As well calling up the old classics such as Edinson Cavani and Luis Suárez, Uruguay’s coach is giving youth a chance ahead of Russia 2018

With each call-up, Uruguayans are beginning to develop more trust in the nation’s chances of a good World Cup this summer. For a while now, Uruguay coach, Óscar Tabárez, has kept hanging on to some aging and declining players, who had been great servants in the past. But over the past few months, the veteran manager has finally been rejuvenating the squad.

At first, several Uruguay U20 graduates like Federico Valverde were given a chance and now the biggest breakthrough has arrived as Lucas Torreira of Sampdoria has been included in the latest Uruguay squad that will travel to China to compete in the China Cup at the end of March where they will play the Czech Republic and potentially China or Wales.

Torreira has been playing at a consistently high level in Serie A and has developed into one of the best midfielders in Italy over the past 18 months. Fans started to recognize the talent of the 22-year-old, who personifies the Garra Charrúa fighting spirit and, unlike former Uruguay midfielders who also possessed that mentality, is actually an exceptional talent with the ball at his feet.

Torreira’s teammate at Sampdoria, Gastón Ramírez, was also called up by Tabárez although the 27-year-old playmaker won’t be a new face like Torreira, having represented Uruguay 41 times since his debut in 2010. Genoa wide midfielder Diego Laxalt returned to Tabárez’ final list as well after a few months of absence.

However, there also have been some players that weren’t fortunate enough to make the cut. Despite making the preliminary list, Mauricio Lemos (technical decision), Federico Valverde (injury), Jonathan Urretaviscaya (injury), Nicolás Lodeiro (injury) and Gastón Pereiro have all missed out.

Assessing the squad

There have been very few reasons to be excited about Uruguay squads over the last few years, apart from the two beasts up front. That’s not the case anymore, though, as more and more quality prospects have been coming through.
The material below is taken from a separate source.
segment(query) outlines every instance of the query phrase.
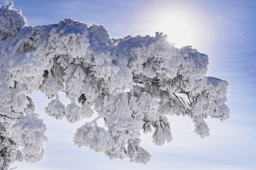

In terms of balance, this squad is as good as anything in recent years.

The midfield, for example, has undergone a complete renewal. While Uruguayans at home or watching in the stands were always praying for some magic from Luis Suárez or the occasional flash from Edinson Cavani, there are now genuine top midfielders in the team who provide ball retention and quality in possession which makes life a lot easier for the front men.

Tabárez now has more game plans to consider instead of religiously going for a flat 4-4-2 with the sole purpose of reducing the opposition’s attacking threat and looking for a mistake to capitalize on. It’s a strategy with which Uruguay have survived, but at the end of the day, you need more than just that to make waves in Russia.

Certain periods in games require some initiative and this new look midfield gives solutions on that front. The attack and the defense, apart from some problems at the full-back positions, have never really been the problem, it has been the midfield in recent times. Now, that seems to be over.


This might not be the perfect squad yet, as someone like Federico Ricca (Malága) probably deserved a call-up, however, it is surely a group of players that satisfies. In the China Cup more will become clear of what certain members of this squad have to offer and Tabárez will be beginning to analyze who will board the plane to Russia and who stays at home.